Key APIM Capabilities:

  • Smart Rate Limiting: Enforce limits based on Token Count (TPM) rather than just request count (RPM).

  • Semantic Caching: Cache common LLM responses to reduce latency and costs.

  • PII Scrubbing: Automatically detect and redact sensitive data from prompts and responses.

  • Advanced Security: Implement Mutual TLS (mTLS), IP whitelisting, and centralized key management.

  • Quota Management: Enforce strict usage budgets per tenant, product, or subscription.

  • Config: mode=apim (default)

  • Behavior: The proxy polls a probe path (e.g., /status) and tracks latency for load balancing.

2. Backend Host Setup

To integrate with an OpenAI/Foundry endpoint, configure a backend host using the Advanced Connection String format.

Key Requirements:

  • host: Your Azure OpenAI Endpoint (e.g., https://my-resource.openai.azure.com).
  • processor=OpenAI: Crucial. This tells the proxy to parse the streaming JSON response to extract Token Usage metrics.
  • usemi=true (Optional but Recommended): Uses Managed Identity to authenticate with AI Foundry, eliminating API Key management.

Configuration Examples:

  • Direct Mode (No Probes):

    Host1="host=https://my-ai-resource.openai.azure.com;mode=direct;processor=OpenAI;usemi=true"
  • Standard Mode (With Probes):

    Host1="host=https://my-ai-resource.openai.azure.com;processor=OpenAI;usemi=true;probe=/openai/deployments/gpt-4/status"

3. Routing deployments

The proxy transparently forwards URL paths.
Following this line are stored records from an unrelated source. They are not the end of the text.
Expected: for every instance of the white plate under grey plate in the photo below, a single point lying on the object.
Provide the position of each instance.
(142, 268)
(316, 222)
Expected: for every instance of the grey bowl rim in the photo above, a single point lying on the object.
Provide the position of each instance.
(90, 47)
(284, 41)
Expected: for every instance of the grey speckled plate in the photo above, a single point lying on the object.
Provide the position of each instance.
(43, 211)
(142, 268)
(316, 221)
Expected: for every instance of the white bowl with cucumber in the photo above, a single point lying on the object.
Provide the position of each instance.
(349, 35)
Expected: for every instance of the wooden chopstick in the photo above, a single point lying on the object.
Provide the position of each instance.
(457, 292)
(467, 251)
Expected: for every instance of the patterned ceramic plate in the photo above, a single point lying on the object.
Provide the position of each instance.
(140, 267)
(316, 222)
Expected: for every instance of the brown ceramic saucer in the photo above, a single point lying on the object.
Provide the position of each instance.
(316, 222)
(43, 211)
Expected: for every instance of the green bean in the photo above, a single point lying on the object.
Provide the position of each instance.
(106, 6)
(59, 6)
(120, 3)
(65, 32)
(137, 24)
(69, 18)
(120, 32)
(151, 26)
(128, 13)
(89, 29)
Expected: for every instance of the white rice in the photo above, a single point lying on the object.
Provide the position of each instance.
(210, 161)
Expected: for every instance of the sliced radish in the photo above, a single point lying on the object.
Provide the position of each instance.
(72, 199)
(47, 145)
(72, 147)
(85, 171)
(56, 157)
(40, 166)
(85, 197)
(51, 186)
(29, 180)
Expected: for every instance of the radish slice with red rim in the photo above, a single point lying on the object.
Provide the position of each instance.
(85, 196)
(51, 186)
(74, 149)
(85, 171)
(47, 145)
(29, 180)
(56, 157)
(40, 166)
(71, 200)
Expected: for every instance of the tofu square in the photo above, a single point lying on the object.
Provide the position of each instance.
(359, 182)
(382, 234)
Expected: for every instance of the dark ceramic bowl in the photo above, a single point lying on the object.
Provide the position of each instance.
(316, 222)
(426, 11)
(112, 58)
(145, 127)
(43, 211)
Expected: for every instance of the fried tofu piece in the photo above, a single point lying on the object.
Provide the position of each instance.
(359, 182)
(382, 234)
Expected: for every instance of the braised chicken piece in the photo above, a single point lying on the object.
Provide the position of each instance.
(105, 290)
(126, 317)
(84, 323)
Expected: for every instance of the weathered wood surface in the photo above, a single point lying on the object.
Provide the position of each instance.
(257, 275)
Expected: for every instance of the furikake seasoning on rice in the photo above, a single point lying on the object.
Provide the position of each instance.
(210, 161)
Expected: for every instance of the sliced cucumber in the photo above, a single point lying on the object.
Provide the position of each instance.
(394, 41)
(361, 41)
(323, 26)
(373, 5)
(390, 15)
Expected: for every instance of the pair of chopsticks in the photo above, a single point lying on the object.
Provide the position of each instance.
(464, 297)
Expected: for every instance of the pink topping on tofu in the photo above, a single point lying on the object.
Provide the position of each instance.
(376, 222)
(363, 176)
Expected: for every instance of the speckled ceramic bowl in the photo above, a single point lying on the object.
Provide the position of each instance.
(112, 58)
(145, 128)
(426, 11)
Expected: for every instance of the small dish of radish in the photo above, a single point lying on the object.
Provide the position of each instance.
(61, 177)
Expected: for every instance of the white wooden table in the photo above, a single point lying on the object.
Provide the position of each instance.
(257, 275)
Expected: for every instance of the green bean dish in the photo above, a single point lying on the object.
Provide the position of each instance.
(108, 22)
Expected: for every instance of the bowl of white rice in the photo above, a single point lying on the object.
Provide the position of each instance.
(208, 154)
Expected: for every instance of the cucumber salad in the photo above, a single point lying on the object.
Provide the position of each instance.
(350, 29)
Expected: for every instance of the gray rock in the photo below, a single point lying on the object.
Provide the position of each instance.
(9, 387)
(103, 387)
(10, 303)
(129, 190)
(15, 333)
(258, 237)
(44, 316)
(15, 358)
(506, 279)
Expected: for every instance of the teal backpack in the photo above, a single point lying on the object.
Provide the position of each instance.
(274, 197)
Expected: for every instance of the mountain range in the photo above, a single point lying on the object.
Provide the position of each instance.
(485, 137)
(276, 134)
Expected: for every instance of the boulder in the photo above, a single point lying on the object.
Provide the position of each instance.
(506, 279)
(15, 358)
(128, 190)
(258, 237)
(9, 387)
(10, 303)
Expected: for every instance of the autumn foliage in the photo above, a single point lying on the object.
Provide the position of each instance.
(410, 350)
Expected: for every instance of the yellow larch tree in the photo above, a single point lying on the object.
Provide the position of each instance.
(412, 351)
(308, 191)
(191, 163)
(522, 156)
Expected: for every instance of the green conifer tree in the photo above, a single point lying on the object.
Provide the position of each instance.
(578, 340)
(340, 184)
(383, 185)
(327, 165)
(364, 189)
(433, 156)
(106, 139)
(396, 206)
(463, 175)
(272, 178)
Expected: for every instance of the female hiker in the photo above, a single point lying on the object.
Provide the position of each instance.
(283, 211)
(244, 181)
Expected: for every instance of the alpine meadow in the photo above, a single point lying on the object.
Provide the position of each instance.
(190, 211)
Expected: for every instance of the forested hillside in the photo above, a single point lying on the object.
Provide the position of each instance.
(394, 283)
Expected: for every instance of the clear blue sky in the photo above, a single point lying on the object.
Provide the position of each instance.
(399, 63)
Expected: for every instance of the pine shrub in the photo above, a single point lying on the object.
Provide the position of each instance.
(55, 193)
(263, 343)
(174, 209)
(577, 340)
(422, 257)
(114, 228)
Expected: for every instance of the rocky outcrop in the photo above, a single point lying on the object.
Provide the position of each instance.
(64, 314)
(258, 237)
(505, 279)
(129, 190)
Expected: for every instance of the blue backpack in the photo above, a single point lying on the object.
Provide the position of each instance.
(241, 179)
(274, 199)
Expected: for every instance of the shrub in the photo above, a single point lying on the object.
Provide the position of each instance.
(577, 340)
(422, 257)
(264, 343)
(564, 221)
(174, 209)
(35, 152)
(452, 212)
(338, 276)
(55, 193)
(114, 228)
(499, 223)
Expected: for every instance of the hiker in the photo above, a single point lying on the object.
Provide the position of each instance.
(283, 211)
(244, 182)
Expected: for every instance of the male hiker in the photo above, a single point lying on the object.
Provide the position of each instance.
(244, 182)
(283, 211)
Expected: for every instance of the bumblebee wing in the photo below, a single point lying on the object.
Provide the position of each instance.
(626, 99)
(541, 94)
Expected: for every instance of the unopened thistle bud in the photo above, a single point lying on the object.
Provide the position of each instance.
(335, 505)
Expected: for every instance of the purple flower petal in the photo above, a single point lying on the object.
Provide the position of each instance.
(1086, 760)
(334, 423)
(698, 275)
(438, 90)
Clients should target the proxy as if it were the OpenAI endpoint.

Client Request: POST https://proxy-url/openai/deployments/gpt-4-turbo/chat/completions?api-version=2024-02-15

Proxy Forwarding: POST https://my-ai-resource.openai.azure.com/openai/deployments/gpt-4-turbo/chat/completions?api-version=2024-02-15

3. Authentication

  • Pass-through: If your client sends an api-key header, the proxy forwards it.
  • Managed Identity: If usemi=true is configured, the proxy automatically acquires a Microsoft Entra ID token for https://cognitiveservices.azure.com and attaches it as a Bearer token. This allows your clients to be "keyless."

Advanced Features

Token Usage Tracking

By enabling processor=OpenAI, the proxy inspects the Server-Sent Events (SSE) stream. It captures the usage object (often sent in the final event of a stream) and logs it to Application Insights.

  • Benefit: You get precise chargeback data (Prompt_Tokens, Completion_Tokens) even for streaming chat applications.

Rate Limiting & Prioritization

You can map specific users (via User Profiles) to specific backend deployments or Priority lanes.

  • Scenario: "Gold" users get routed to Host1 (PTU/Dedicated capacity), while "Silver" users track to Host2 (Pay-Go/Standard).

OpenAI Batch API Support

The proxy detects Batch API requests. Logic in the proxy (OpenAIProcessor) can identify batch job submissions and automatically handle them as long-running async operations if configured, ensuring your gateway doesn't hang on massive batch commits.